Re: [PATCH] drm/i915/selftests: Allow engine reset failure to do a GT reset in hangcheck selftest

Thomas Hellström <thomas.hellstrom@xxxxxxxxxxxxxxx> · Wed, 27 Oct 2021 22:47:20 +0200

On 10/27/21 22:34, John Harrison wrote:
On 10/26/2021 23:36, Thomas Hellström wrote:
Hi, John,

On 10/26/21 21:55, John Harrison wrote:
On 10/21/2021 23:23, Thomas Hellström wrote:
On 10/21/21 22:37, Matthew Brost wrote:
On Thu, Oct 21, 2021 at 08:15:49AM +0200, Thomas Hellström wrote:
Hi, Matthew,

On Mon, 2021-10-11 at 16:47 -0700, Matthew Brost wrote:
The hangcheck selftest blocks per engine resets by setting magic 
bits
in
the reset flags. This is incorrect for GuC submission because if 
the
GuC
fails to reset an engine we would like to do a full GT reset. Do no
set
these magic bits when using GuC submission.

Side note this lockless algorithm with magic bits to block resets
really
should be ripped out.

Lockless algorithm aside, from a quick look at the code in
intel_reset.c it appears to me like the interface that falls back 
to a
full GT reset is intel_gt_handle_error() whereas 
intel_engine_reset()
is explicitly intended to not do that, so is there a discrepancy
between GuC and non-GuC here?

With GuC submission when an engine reset fails, we get an engine 
reset
failure notification which triggers a full GT reset
(intel_guc_engine_failure_process_msg in intel_guc_submission.c). 
That
reset is blocking by setting these magic bits. Clearing the bits 
in this
function doesn't seem to unblock that reset either, the driver 
tries to
unload with a worker blocked, and results in the blow up. 
Something with
this lockless algorithm could be wrong as clear of the bit should
unlblock the reset but it is doesn't. We can look into that but in 
the
meantime we need to fix this test to be able to fail gracefully 
and not
crash CI.

Yeah, for that lockless algorithm if needed, we might want to use a 
ww_mutex per engine or something,
but point was that AFAICT at least one of the tests that set those 
flags explicitly tested the functionality that no other engines 
than the intended one was reset when the intel_engine_reset() 
function was used, and then if GuC submission doesn't honor that, 
wouldn't a better approach be to make a code comment around 
intel_engine_reset() to explain the differences and disable that 
particular test for GuC?. Also wouldn't we for example we see a 
duplicated full GT reset with GuC if intel_engine_reset() fails as 
part of the intel_gt_handle_error() function?
Re-reading this thread, I think there is a misunderstanding.

The selftests themselves have already been updated to support GuC 
based engine resets.

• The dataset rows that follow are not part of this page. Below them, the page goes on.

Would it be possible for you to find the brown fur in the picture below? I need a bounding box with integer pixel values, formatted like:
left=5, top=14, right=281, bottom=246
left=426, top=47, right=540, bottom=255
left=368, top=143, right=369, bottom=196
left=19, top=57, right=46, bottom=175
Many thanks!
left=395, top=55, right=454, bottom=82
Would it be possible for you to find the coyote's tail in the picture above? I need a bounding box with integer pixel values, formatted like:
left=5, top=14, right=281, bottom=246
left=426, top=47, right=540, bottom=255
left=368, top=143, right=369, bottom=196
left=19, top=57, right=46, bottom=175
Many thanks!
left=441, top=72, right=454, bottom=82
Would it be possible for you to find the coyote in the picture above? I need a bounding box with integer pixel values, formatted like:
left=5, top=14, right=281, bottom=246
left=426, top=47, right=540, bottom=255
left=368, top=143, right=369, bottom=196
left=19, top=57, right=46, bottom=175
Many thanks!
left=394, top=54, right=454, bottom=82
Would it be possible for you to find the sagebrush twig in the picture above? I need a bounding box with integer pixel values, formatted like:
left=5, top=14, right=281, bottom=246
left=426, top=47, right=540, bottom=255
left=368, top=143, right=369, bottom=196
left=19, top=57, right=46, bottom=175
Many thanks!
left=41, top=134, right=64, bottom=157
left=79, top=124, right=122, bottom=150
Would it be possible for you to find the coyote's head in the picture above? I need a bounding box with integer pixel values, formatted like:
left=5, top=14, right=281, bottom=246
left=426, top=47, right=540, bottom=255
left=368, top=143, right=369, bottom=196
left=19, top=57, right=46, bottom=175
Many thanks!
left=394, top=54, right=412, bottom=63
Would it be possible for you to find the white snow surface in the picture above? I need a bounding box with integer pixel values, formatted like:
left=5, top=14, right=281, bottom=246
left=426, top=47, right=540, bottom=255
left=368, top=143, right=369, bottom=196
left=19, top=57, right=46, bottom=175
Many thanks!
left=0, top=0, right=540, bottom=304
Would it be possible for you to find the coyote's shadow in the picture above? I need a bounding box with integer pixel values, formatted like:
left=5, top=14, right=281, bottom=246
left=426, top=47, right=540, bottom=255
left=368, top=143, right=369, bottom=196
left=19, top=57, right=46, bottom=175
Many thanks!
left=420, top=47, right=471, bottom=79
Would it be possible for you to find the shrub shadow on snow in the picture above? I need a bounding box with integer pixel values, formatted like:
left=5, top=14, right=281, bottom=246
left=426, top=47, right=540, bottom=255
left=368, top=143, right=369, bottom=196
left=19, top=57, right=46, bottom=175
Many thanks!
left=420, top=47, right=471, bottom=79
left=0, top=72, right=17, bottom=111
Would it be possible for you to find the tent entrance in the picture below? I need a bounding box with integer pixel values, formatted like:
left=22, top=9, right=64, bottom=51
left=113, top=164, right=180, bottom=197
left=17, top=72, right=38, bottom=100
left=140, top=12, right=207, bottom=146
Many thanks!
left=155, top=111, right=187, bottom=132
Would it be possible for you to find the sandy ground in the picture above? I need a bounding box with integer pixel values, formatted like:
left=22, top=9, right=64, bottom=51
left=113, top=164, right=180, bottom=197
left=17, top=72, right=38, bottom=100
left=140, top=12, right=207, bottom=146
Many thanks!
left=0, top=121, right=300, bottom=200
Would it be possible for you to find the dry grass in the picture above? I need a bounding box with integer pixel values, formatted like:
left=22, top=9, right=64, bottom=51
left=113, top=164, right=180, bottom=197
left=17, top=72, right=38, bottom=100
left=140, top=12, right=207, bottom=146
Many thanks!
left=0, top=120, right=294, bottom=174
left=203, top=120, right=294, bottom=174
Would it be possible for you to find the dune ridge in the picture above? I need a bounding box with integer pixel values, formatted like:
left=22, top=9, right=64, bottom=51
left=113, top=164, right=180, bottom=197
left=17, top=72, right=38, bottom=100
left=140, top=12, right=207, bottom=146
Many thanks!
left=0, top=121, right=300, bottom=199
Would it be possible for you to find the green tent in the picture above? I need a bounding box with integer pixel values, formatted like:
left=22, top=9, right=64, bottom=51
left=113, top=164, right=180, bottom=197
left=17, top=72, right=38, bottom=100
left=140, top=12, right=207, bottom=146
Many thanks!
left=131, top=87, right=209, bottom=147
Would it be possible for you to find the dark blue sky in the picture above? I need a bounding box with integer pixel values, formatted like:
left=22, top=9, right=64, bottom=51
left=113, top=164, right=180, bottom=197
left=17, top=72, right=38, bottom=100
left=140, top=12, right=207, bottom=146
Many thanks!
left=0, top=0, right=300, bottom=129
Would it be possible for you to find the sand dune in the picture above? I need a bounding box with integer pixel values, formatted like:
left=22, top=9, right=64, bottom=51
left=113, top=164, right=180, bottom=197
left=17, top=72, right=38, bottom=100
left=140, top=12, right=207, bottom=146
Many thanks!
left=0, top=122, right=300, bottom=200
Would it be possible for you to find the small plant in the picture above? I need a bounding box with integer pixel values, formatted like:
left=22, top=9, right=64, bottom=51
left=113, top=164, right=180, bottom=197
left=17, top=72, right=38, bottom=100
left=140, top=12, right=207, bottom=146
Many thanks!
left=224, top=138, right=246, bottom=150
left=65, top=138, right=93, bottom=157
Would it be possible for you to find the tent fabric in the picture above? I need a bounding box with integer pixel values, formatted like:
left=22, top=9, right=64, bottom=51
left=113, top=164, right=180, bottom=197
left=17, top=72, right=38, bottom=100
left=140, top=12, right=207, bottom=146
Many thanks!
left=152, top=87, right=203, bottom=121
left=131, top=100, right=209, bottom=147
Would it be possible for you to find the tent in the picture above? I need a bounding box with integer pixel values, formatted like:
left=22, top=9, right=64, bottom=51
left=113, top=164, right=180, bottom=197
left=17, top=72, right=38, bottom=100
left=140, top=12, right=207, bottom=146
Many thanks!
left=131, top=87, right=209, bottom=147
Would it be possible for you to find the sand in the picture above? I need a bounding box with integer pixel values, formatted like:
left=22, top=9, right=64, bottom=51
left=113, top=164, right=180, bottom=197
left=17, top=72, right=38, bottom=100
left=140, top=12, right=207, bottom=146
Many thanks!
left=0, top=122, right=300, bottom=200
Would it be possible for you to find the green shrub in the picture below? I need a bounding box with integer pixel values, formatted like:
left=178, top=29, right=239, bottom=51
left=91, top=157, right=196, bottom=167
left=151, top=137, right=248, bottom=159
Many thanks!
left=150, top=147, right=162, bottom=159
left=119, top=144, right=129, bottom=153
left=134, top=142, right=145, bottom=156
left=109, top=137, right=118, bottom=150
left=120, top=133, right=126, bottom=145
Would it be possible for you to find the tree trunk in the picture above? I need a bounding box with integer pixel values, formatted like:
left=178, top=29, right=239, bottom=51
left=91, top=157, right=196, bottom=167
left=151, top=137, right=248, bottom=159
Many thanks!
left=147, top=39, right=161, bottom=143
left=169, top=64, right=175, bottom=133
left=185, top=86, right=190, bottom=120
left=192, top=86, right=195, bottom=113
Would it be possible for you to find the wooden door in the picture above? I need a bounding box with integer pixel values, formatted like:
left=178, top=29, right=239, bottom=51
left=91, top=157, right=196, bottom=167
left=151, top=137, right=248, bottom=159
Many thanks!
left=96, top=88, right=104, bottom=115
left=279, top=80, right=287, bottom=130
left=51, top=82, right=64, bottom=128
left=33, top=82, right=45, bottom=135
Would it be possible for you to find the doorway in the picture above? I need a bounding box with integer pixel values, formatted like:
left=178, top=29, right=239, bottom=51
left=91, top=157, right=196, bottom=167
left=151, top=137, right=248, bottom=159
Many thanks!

That is done by submitting a hanging context 
and letting the GuC detect the hang and issue a reset. There is no 
mechanism available for i915 to directly issue or request an engine 
based reset (because i915 does not know what is running on any given 
engine at any given time, being disconnected from the scheduler).

So the tests are already correctly testing per engine resets and do 
not go anywhere near either intel_engine_reset() or 
intel_gt_handle_error() when GuC submission is used. The problem is 
what happens if the engine reset fails (which supposedly can only 
happen with broken hardware). In that scenario, there is an 
asynchronous message from GuC to i915 to notify us of the failure. 
The KMD receives that notification and then (eventually) calls 
intel_gt_handle_error() to issue a full GT reset. However, that is 
blocked because the selftest is not expecting it and has vetoed the 
possibility.

This is where my understanding of the discussion differs. According 
to Matthew, the selftest actually proceeds to clear the bits, but the 
worker that calls into intel_gt_handle_error() never wakes up. (and 
that's probably due to clear_bit() being used instead of 
clear_and_wake_up_bit()).
Hmm, missed that point. Yeah, sounds like the missing wake_up suffix 
is what is causing the deadlock. I can't see any other reason why the 
reset handler would not proceed once the flags are cleared. And it 
looks like the selftest should timeout out waiting for the request and 
continue on to clear the bits just fine.

And my problem with this particular patch is that it adds even more 
"if (!guc_submission)" which is already sprinkled all over the place 
in the selftests to the point that it becomes difficult to see what 
(if anything) the tests are really testing.
I agree with this. Fixing the problem at source seems like a better 
solution than hacking lots of different bits in different tests.

OK, so if we can fix this in intel_gt_handle_error() that'd be great.

Thanks,

Thomas